Among them, 0 represents “NOT edited”, and 1 represents “edited”. Through decoding, we got unexpected data. The difference between the obtained value and the expected value was large. Which is far from our ideal editing effect, and we think it is mainly caused by wrong editing.

Second generation decoding

Figure 3: The second deconding of Ode to Joy. All notes are edited correctly.

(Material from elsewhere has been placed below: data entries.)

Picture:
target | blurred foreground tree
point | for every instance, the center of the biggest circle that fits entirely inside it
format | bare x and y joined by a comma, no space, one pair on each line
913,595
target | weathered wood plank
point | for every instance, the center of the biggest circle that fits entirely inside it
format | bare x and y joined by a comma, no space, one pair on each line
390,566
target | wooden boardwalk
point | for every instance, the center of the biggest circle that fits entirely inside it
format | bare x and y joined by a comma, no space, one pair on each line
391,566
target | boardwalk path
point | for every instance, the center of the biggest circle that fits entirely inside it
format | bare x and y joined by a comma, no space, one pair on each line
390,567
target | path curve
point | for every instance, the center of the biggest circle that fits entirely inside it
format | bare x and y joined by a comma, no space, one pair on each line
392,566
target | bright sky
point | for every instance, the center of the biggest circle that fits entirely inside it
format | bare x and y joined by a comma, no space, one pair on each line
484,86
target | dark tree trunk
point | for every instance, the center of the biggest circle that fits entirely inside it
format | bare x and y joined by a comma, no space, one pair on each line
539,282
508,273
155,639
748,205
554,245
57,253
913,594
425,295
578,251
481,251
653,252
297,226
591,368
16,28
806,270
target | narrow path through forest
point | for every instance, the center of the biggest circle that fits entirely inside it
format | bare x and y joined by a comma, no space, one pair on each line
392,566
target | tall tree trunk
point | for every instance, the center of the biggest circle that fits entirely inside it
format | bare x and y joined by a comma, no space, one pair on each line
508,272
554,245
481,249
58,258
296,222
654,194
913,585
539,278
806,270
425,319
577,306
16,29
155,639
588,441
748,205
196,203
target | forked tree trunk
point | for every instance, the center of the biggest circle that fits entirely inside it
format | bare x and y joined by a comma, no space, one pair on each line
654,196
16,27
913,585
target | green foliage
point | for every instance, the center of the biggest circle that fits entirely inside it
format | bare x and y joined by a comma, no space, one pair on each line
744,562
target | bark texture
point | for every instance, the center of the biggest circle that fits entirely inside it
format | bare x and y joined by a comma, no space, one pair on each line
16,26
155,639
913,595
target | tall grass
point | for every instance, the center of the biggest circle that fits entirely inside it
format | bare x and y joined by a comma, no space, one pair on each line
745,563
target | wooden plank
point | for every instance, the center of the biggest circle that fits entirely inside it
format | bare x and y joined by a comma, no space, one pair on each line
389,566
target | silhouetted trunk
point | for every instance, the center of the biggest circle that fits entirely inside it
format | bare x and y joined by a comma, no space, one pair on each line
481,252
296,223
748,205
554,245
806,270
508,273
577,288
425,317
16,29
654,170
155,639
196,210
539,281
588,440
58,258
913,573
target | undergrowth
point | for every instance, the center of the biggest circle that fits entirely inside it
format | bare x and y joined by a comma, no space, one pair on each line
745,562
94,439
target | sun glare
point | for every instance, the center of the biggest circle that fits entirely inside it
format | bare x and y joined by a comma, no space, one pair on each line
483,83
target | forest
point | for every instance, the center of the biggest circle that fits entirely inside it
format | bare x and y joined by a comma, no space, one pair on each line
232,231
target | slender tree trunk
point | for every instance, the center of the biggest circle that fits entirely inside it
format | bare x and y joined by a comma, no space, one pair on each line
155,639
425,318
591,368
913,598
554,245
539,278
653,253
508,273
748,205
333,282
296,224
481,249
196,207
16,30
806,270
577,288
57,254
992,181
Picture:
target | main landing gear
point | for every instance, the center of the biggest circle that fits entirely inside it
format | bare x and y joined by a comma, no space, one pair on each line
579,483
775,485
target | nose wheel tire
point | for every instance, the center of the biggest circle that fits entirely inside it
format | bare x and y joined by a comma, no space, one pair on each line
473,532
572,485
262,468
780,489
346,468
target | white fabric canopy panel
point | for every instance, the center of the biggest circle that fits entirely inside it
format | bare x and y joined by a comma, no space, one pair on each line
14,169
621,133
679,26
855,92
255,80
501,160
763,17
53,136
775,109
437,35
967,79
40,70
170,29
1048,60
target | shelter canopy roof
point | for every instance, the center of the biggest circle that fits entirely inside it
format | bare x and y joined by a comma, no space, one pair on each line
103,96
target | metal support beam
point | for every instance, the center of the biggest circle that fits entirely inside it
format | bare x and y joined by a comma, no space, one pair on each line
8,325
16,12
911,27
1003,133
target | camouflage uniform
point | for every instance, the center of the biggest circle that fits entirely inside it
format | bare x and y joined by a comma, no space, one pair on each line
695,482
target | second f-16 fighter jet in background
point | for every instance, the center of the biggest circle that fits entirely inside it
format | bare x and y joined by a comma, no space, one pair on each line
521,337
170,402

Therefore, we developed the second generation of verification. We obtained the matrix by comparing the experimental sequence with the original sequence, and we only recorded the specified changes to reduce the impact of error editing on the decoding:

[0,0,1,0,0,0,0,0] //Expected value: 5 actual value: 5
[0,1,0,0,0,0,0,0] //Expected value: 2 actual value: 2
[0,1,0,0,0,0,0,0] //Expected value: 2 actual value: 2
[0,1,0,0,0,0,0,0] //Expected value: 2 actual value: 2
[1,0,0,0,0,0,0,0] //Expected value: 4 actual value: 4
[0,0,1,0,0,0,0,0] //Expected value: 5 actual value: 5
[0,0,0,0,0,0,0,0] //Expected value: 5 actual value: 3
[0,1,0,0,0,0,0,0] //Expected value: 2 actual value: 2
[0,0,0,1,0,0,0,0] //Expected value: 5 actual value: 1

Since then, our results achieved our expectations nearly, and we analyzed the reason is the efficiency of editing. Both 2 error areas are caused by unsuccessful editing, but we could fix these problems by aligning other sequences to get the expected results.